# Programmierung nach ISA S88!?



## L4s3r73k (26 Oktober 2018)

Hallo zusammen.

Wenige Monate nach meinem Einstieg in die jetzige Firma bekomme ich einen besonders sch...önen Auftrag:
Ich "darf" jetzt bestehende funktionierende Projekte in Siemens auf den S88 Standard umbauen, bzw. soll ich mich erst einmal in das Thema einlesen. 
Der Kunde will zwar dieses S88, wir sind uns hier aber alle einig, dass wir das nicht ansatzweise 100% erfüllen werden (können). 

Das ist zwar offenbar nichts was Siemens erfunden hat, jedoch hat wohl Siemens bei einem Kunden erheblich dafür geworben.
Siemens bzw. der Kunde hat uns auch ein wenig Doku Material dazu zukommen lassen. Was ich bis jetzt immer noch suche sind die libs mit den angesprochenen Softwarebausteinen.
Nach der Durchsicht von hunderten Seiten weiß ich aber immer noch nicht, was ich jetzt genau damit anfangen soll.
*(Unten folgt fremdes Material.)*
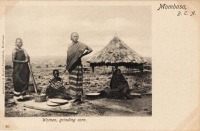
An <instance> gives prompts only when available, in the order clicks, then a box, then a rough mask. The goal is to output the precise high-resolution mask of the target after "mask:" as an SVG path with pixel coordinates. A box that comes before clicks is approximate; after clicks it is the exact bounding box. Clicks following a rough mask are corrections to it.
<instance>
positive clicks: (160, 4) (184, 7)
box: [158, 4, 187, 10]
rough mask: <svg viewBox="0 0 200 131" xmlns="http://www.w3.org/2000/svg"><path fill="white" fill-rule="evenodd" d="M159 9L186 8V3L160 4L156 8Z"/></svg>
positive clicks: (181, 8)
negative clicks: (174, 3)
mask: <svg viewBox="0 0 200 131" xmlns="http://www.w3.org/2000/svg"><path fill="white" fill-rule="evenodd" d="M160 9H181V10H182V9H183V10H187V8H186V5H176V4H172V5H167V4H160V6H159V8H158V10H160Z"/></svg>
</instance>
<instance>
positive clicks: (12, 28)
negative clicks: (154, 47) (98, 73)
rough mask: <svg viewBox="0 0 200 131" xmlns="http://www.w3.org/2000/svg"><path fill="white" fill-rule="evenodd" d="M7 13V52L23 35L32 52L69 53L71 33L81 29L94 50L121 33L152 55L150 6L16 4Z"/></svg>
mask: <svg viewBox="0 0 200 131" xmlns="http://www.w3.org/2000/svg"><path fill="white" fill-rule="evenodd" d="M6 13H7V15H6V21H5V23H6V30H5V40H6V41H5V43H6V55H11V54H12V50H13V49H14V47H15V39H16V38H18V37H20V38H22V39H23V44H24V45H23V48H24V49H25V50H26V51H27V52H28V54H29V55H30V56H47V55H48V56H51V55H52V56H66V52H67V47H68V45H69V44H70V43H71V40H70V34H71V33H72V32H78V34H79V37H80V38H79V41H81V42H83V43H85V44H87V45H88V46H90V47H91V48H92V49H93V53H92V54H94V53H96V52H97V51H99V50H101V49H102V48H104V47H105V46H106V45H107V44H108V43H109V42H110V40H111V39H112V38H113V37H114V36H115V35H116V34H117V35H118V36H119V37H120V38H121V40H122V41H124V42H125V43H126V44H127V45H128V46H129V47H131V48H132V49H133V50H135V51H136V52H138V53H139V54H141V55H142V56H149V57H151V34H152V32H151V31H152V30H151V7H150V6H42V5H41V6H15V7H14V8H12V9H11V10H8V11H7V12H6ZM92 54H91V55H92Z"/></svg>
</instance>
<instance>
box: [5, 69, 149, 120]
mask: <svg viewBox="0 0 200 131" xmlns="http://www.w3.org/2000/svg"><path fill="white" fill-rule="evenodd" d="M53 69H55V68H42V69H41V68H33V70H34V76H35V79H36V83H37V85H38V87H39V88H40V89H41V88H43V87H45V86H46V85H47V84H48V81H49V79H50V78H51V77H52V71H53ZM56 69H59V71H60V72H61V74H60V76H61V77H62V78H63V79H64V81H65V82H66V86H67V81H68V78H67V77H66V76H67V74H66V75H63V71H64V69H63V67H60V68H57V67H56ZM5 74H6V82H5V116H6V117H32V116H35V117H48V116H151V115H152V95H142V96H141V98H138V97H135V98H134V99H131V100H125V99H109V98H98V99H97V98H96V99H87V98H86V99H85V103H83V104H81V105H76V106H70V109H69V110H71V111H78V114H69V113H55V112H49V111H40V110H35V109H29V108H26V107H24V104H26V103H28V102H30V101H31V100H28V101H26V102H18V103H15V104H9V103H8V100H11V99H12V98H13V94H12V91H13V86H12V69H9V70H6V72H5ZM125 77H126V79H127V81H128V83H129V86H130V88H131V89H132V90H133V91H134V92H139V93H146V92H148V91H149V90H151V86H143V85H145V84H146V85H151V73H143V74H138V73H135V74H127V75H125ZM110 79H111V74H110V73H85V74H84V91H85V93H89V92H98V91H100V90H102V89H104V88H106V87H109V81H110ZM30 81H31V80H30ZM135 83H139V84H140V85H141V86H139V87H134V84H135ZM31 85H32V84H31V82H30V86H31ZM43 104H44V105H46V102H44V103H43Z"/></svg>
Unsere Siemens Projekte sind überarbeitete Übersetzungen von Rockwell Projekten, da hier Rockwell die erste Geige spielt. 
Das bringt zwar systembedingt ein paar Eigenheiten mit, am Ende sieht es aber aus, wie wahrscheinlich die Meisten hier SPS gelernt haben.
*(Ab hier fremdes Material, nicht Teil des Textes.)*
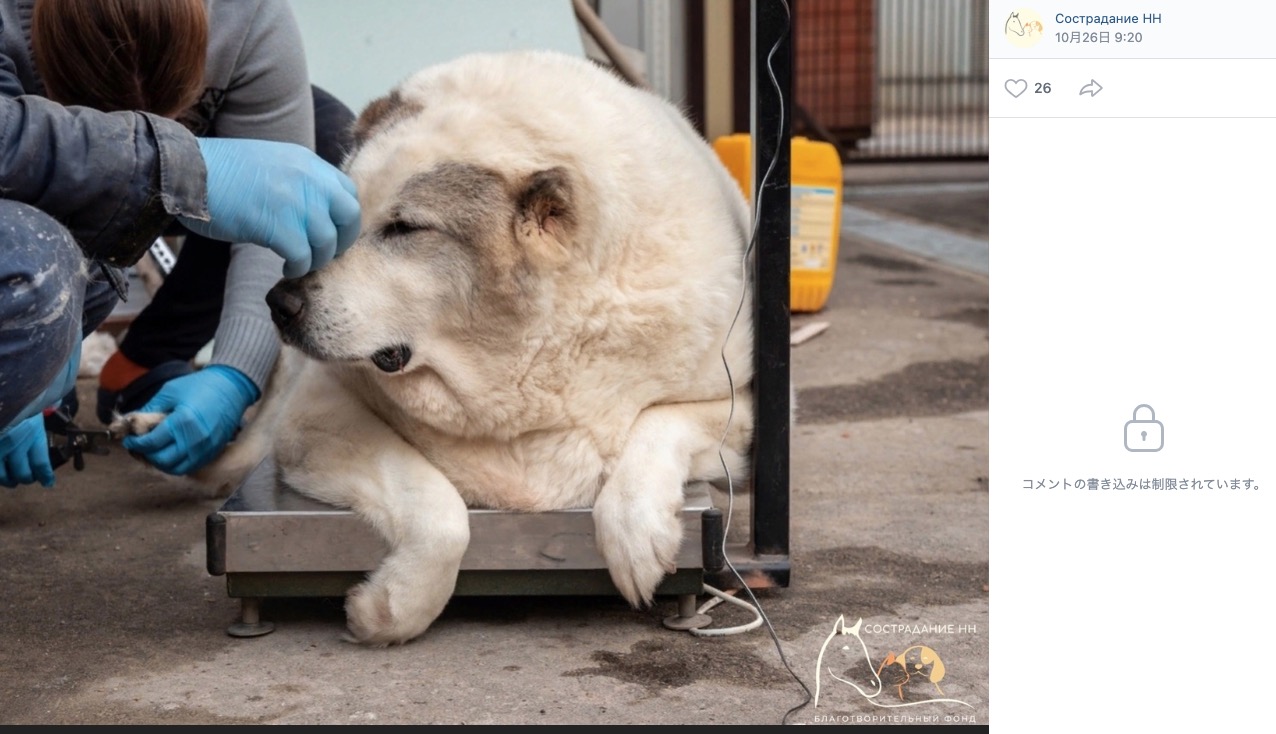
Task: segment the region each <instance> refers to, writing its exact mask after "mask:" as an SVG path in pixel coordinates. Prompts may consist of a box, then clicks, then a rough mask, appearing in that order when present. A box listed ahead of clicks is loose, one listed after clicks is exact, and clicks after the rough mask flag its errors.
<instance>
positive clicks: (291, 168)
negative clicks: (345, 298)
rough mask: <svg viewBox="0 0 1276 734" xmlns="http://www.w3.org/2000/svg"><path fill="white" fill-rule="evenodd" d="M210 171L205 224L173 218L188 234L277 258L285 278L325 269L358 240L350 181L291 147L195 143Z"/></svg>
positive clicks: (211, 142)
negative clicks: (253, 243) (240, 247)
mask: <svg viewBox="0 0 1276 734" xmlns="http://www.w3.org/2000/svg"><path fill="white" fill-rule="evenodd" d="M199 151H200V152H202V153H203V154H204V165H205V166H207V169H208V213H209V217H211V218H209V220H208V221H200V220H193V218H189V217H179V221H180V222H181V223H182V225H184V226H185V227H186V228H188V230H190V231H193V232H197V234H200V235H204V236H205V237H211V239H214V240H223V241H228V243H256V244H259V245H262V246H265V248H269V249H272V250H274V251H276V253H277V254H278V255H279V257H282V258H283V276H285V277H288V278H296V277H301V276H304V274H306V273H309V272H311V271H316V269H319V268H322V267H324V266H327V264H328V263H329V262H332V259H333V258H334V257H337V255H339V254H341V253H343V251H345V250H346V248H348V246H350V245H351V244H353V241H355V240H356V239H357V237H359V223H360V209H359V197H357V191H356V190H355V184H353V181H351V180H350V177H347V176H346V175H345V174H342V172H341V171H338V170H337V169H334V167H333V166H330V165H329V163H328V162H325V161H324V160H323V158H320V157H319V156H316V154H315V153H313V152H310V151H308V149H306V148H304V147H301V146H297V144H293V143H276V142H271V140H244V139H218V138H200V139H199Z"/></svg>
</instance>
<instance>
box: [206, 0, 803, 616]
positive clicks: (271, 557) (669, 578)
mask: <svg viewBox="0 0 1276 734" xmlns="http://www.w3.org/2000/svg"><path fill="white" fill-rule="evenodd" d="M750 11H752V28H750V31H752V37H753V54H752V57H753V60H752V87H753V121H752V125H750V128H752V131H753V139H754V140H755V142H757V144H754V146H752V149H753V169H754V171H755V172H760V171H768V170H769V171H771V174H769V175H768V176H766V177H763V176H760V175H753V176H752V177H750V180H752V181H754V191H753V198H752V200H753V202H757V207H758V212H757V217H758V227H757V232H755V241H754V255H755V260H754V285H755V287H754V303H753V317H754V318H753V323H754V375H753V393H754V446H753V452H752V476H748V477H736V485H738V488H740V486H748V488H752V491H748V493H745V491H740V490H739V489H738V493H736V506H738V507H740V503H748V506H746V512H748V516H749V528H748V530H749V531H748V534H744V535H745V537H743V539H735V540H732V539H731V536H729V535H726V534H725V532H723V527H722V511H721V509H716V508H713V506H712V502H711V497H712V491H711V489H712V488H709V485H707V484H692V485H688V486H686V488H685V490H684V497H685V504H684V507H683V513H681V517H683V527H684V541H683V548H681V551H680V554H679V558H678V563H676V565H678V571H676V573H672V574H669V576H666V577H665V581H664V583H662V585H661V586H660V588H658V590H657V594H658V595H661V596H670V595H672V596H676V597H678V601H679V604H678V614H676V615H675V617H670V618H669V619H666V620H665V624H666V627H670V628H674V629H686V628H689V627H690V625H699V624H703V622H701V620H693V618H695V617H703V615H697V614H695V596H697V595H698V594H701V592H702V590H703V586H704V585H709V586H713V587H716V588H721V590H730V588H740V587H743V586H748V587H749V588H764V587H786V586H789V573H790V562H789V430H790V420H791V416H790V406H789V391H790V377H789V331H790V320H789V308H790V292H789V290H790V257H791V255H790V243H789V234H790V213H791V203H790V176H789V169H790V147H789V140H790V131H791V125H790V115H791V105H785V103H783V102H782V100H791V98H792V97H791V94H790V89H791V83H790V79H791V69H792V46H791V38H790V27H791V19H790V17H789V13H790V10H789V8H787V6H786V4H783V3H781V0H754V1H753V3H752V9H750ZM769 50H773V52H771V51H769ZM772 79H775V82H773V83H772ZM759 80H760V83H759ZM776 87H778V91H777V88H776ZM781 96H782V100H781ZM781 143H782V144H781ZM759 181H760V186H759ZM741 514H744V513H743V512H741ZM207 536H208V537H207V543H208V572H209V573H212V574H213V576H225V577H226V590H227V592H228V595H230V596H231V597H235V599H240V604H241V618H240V620H239V622H236V623H235V624H232V625H231V627H230V628H228V629H227V632H228V633H230V634H232V636H237V637H253V636H258V634H265V633H268V632H271V631H272V629H273V624H272V623H269V622H267V620H263V619H262V618H260V601H262V600H263V599H269V597H299V596H314V597H338V596H345V595H346V591H347V590H348V588H350V587H351V586H353V585H356V583H359V582H360V581H361V580H362V578H364V577H365V574H366V573H367V572H369V571H373V569H374V568H375V567H376V565H378V563H379V562H380V559H382V558H383V557H384V555H385V553H387V546H385V545H384V543H383V541H382V539H380V536H378V535H376V532H375V531H374V530H373V528H371V527H370V526H367V525H365V523H364V522H362V521H361V520H360V518H359V517H357V516H355V513H353V512H351V511H347V509H339V508H336V507H330V506H325V504H322V503H318V502H315V500H311V499H309V498H305V497H302V495H301V494H299V493H296V491H295V490H292V489H290V488H287V486H283V485H281V484H279V483H278V481H277V479H276V470H274V466H273V462H271V460H267V461H265V462H263V463H262V465H259V466H258V467H256V468H255V470H254V471H253V472H251V474H250V475H249V477H248V479H246V480H245V483H244V485H242V486H240V488H239V489H237V490H236V491H235V493H234V494H232V495H231V497H230V499H227V500H226V503H225V504H223V506H222V507H221V508H219V509H218V511H216V512H213V513H212V514H209V516H208V522H207ZM470 539H471V540H470V548H468V550H467V551H466V555H464V558H463V560H462V564H461V574H459V577H458V582H457V590H456V594H457V595H462V596H498V595H501V596H504V595H582V596H588V595H616V594H618V591H616V588H615V586H614V585H612V583H611V577H610V576H609V573H607V569H606V564H605V563H604V560H602V557H601V554H600V553H598V551H597V548H596V545H595V539H593V516H592V513H591V511H590V509H572V511H563V512H545V513H513V512H501V511H482V509H472V511H470ZM727 560H730V563H727Z"/></svg>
Die Anlage spielt im Betrieb Schrittketten ab, die manchmal wiederrum Schrittketten enthalten. Sind alle Weiterschaltbedingungen erfüllt, wird der nächste Schritt aktiviert usw. usw.. 
Wenn in einem Schritt z.B. ein Motor einer bestimmten Achse benötigt wird, wird ein Bit gesetzt was im Logik FC der Achse (Software) verwertet wird. 
In diesem FC wird ein universeller FB aufgerufen, der für die Ansteuerung der Sinamics Servos benötigt wird, in diesem befinden sich die ganzen MC Bausteine von Siemens für die Hardwareansteuerung.

Warum erzähl' ich das Ganze? Nunja, weil mir schon zu Ohren gekommen ist, dass all das irgendwie ganz anders laufen soll im S88. 
Wie genau, kann ich nicht sagen, weil mir Beispiele fehlen.  

Wenn es hier jemanden gibt, der mir irgendetwas zu dem Thema schreiben mag, das nicht schon auf Wikipedia steht, 
wäre ich ihm oder ihr sehr verbunden sich hier zu entladen oder mir eine Nachricht zu schreiben. 
Jetzt im kommenden Monat geht der Tanz dann mit dem Kunden los: Was kann, was muss, was darf man weglassen.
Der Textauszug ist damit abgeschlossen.